Founded by Avalon Rathgeb,
The show goes out on a high, and so will you.
Expect nothing so predictable as all of the cast in one line-up all the time. Over ten sets, the six dancers move around on three wooden boards, varying solos, duets, threesomes or what have you. There are costume changes too, mainly in grey and black with grey tap shoes, and occasionally bare feet.
Buddy Riches of the dance floor, the musicality and inventiveness of the dancers is staggering as they replicate the exact rhythm of the band, or against it, engage in call and response or do their own thing. Technically difficult steps are made to look easy. One minute graceful, next exploding with raw energy, it’s apparent that Avalon, their choreographer and co-performer, has imparted the group with the same vitality she learnt from her Oz tutor, the famed tap-dancer, Grant Swift.
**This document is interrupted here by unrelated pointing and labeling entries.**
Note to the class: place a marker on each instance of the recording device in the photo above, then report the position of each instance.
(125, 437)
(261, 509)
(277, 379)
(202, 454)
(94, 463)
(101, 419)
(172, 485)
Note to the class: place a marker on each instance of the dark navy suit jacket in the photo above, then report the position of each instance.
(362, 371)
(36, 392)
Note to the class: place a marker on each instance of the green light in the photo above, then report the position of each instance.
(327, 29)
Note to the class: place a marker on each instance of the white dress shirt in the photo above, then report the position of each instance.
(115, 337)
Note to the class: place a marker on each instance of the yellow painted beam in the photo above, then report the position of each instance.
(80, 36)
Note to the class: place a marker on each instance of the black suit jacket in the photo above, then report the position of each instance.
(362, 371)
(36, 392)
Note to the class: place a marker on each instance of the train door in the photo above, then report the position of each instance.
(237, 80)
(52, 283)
From cool slides to floor scrapes, high kicks, hand claps, slow, lazy beats or energetic, lightning fast rallies to cries of ‘Yeah’ from other dancers, the show has the feel of street dance. But there’s also the smoky atmosphere of a nightclub provided by the mellow voice of Tara Ivory. True to jazz, each musician, drums, guitar and keyboard has a spot-lighted solo while the dancers stand still in respect.
Memorably, there is an inventive three-person dance to Jenia Lubich’s Russian Gin, Tara Ivory’s lovely voice excels in Jamie Woon’s Shoulda and Benjamin Clementine’s Condolence where the dancer, after the music stops, cleverly continues with trailing footsteps. Danced in bare feet as well as shoes, watch out for the dancers’ casually back-kicking each other’s heels in Alexi Murdoch’s Orange Sky. A keyboard solo in piano mode in Kanye West’s Blame Game proves sometimes less is more with a lovely female and male duet. But, of course, the finale is all cast. The show goes out on a high, and so will you.